Communications – In digital communications systems, active DACs are used to convert digital data to analog signals for transmission over analog channels. They are found in modems, mobile phones, routers, radio transmission systems and more [2].

Instrumentation – Active DACs convert digital signals from sensors, microcontrollers and measurement systems into analog voltages/currents. They interface digital circuitry with analog instruments, actuators and control systems [3].

Medical Equipment – Medical imaging systems, patient monitors, infusion pumps and other medical equipment use active DACs to generate analog waveforms for stimulation, display and control purposes.

Active DAC Specifications

Active DACs are characterized by certain key specifications including resolution, sampling rate, signal-to-noise ratio, distortion, and more. These specifications determine the performance and capabilities of the DAC.

Resolution refers to the number of bits of data the DAC can process. Higher resolution DACs with more bits (e.g. 24-bit) can encode a greater dynamic range and more precisely reproduce an analog waveform compared to lower resolution DACs (Pactech, 2022).

Sampling rate is the number of samples per second taken by the DAC to convert digital signals to analog. Higher sampling rates like 192 kHz allow the reproduction of higher frequencies up to 96 kHz. This results in better audio quality.

Signal-to-noise ratio (SNR) measures how much noise is present relative to the desired signal. A higher SNR indicates less noise and distortion, so an active DAC with a SNR of 115 dB or more is considered high performance.

Total harmonic distortion (THD) specifies the distortion present when converting digital to analog signals. Lower THD such as <0.0015% will result in more accurate conversion and clean audio playback.

Other key specifications include jitter, crosstalk, output voltage, and more. Comparing the specifications of different active DAC models assists in selecting the right DAC for a given application.

Selecting an Active DAC

When selecting an active DAC, it’s important to match the specifications to your application’s needs. Key factors to consider include:

Speed – Active DACs support speeds from 10Gbps up to 100Gbps. Consider the bandwidth needs of your application.

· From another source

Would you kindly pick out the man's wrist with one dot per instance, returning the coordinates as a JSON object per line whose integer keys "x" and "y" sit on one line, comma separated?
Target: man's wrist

Reach – Active DAC cables can span longer distances than passive DACs, from 3 meters up to 15 meters typically. Measure the required length for your setup.

Connectors – Active DAC connectors include SFP+, QSFP28, QSFP56, and proprietary. Select the connector type that matches your hardware.

Power – Active DACs require power from one or both ends. Ensure power is available from host devices.

Environment – If cables will be exposed to harsh environments, choose an active DAC with sturdy shielding and connectors.

By carefully matching the specifications of the active DAC to the speed, reach, connectors, power, and environmental needs, you can select the right DAC for optimal performance in your application.


In summary, an active DAC is a type of digital-to-analog converter that includes an amplifier built into the chip. This integrated amplifier provides the current needed to drive the output load, eliminating the need for an external op amp and gaining stage.

Active DACs provide a number of advantages over passive DACs, including better linearity, reduced noise, easier design requirements, and space savings. However, they also have some disadvantages like higher power consumption and cost. There are several types of active DAC architectures to choose from, each with their own performance trade-offs.

When selecting an active DAC, key specifications to consider are resolution, sampling rate, signal-to-noise ratio, distortion, and power consumption. The best active DAC for an application will depend on the specific performance requirements and design constraints. With their integrated amplification, active DACs are an excellent choice for many applications where high-speed, high-performance digital-to-analog conversion is needed.

In conclusion, active DACs provide integrated amplification that can simplify system design while enabling excellent linearity and low noise performance. By understanding active DAC architectures, specifications, and trade-offs, designers can leverage these devices to create high-quality analog outputs from digital sources.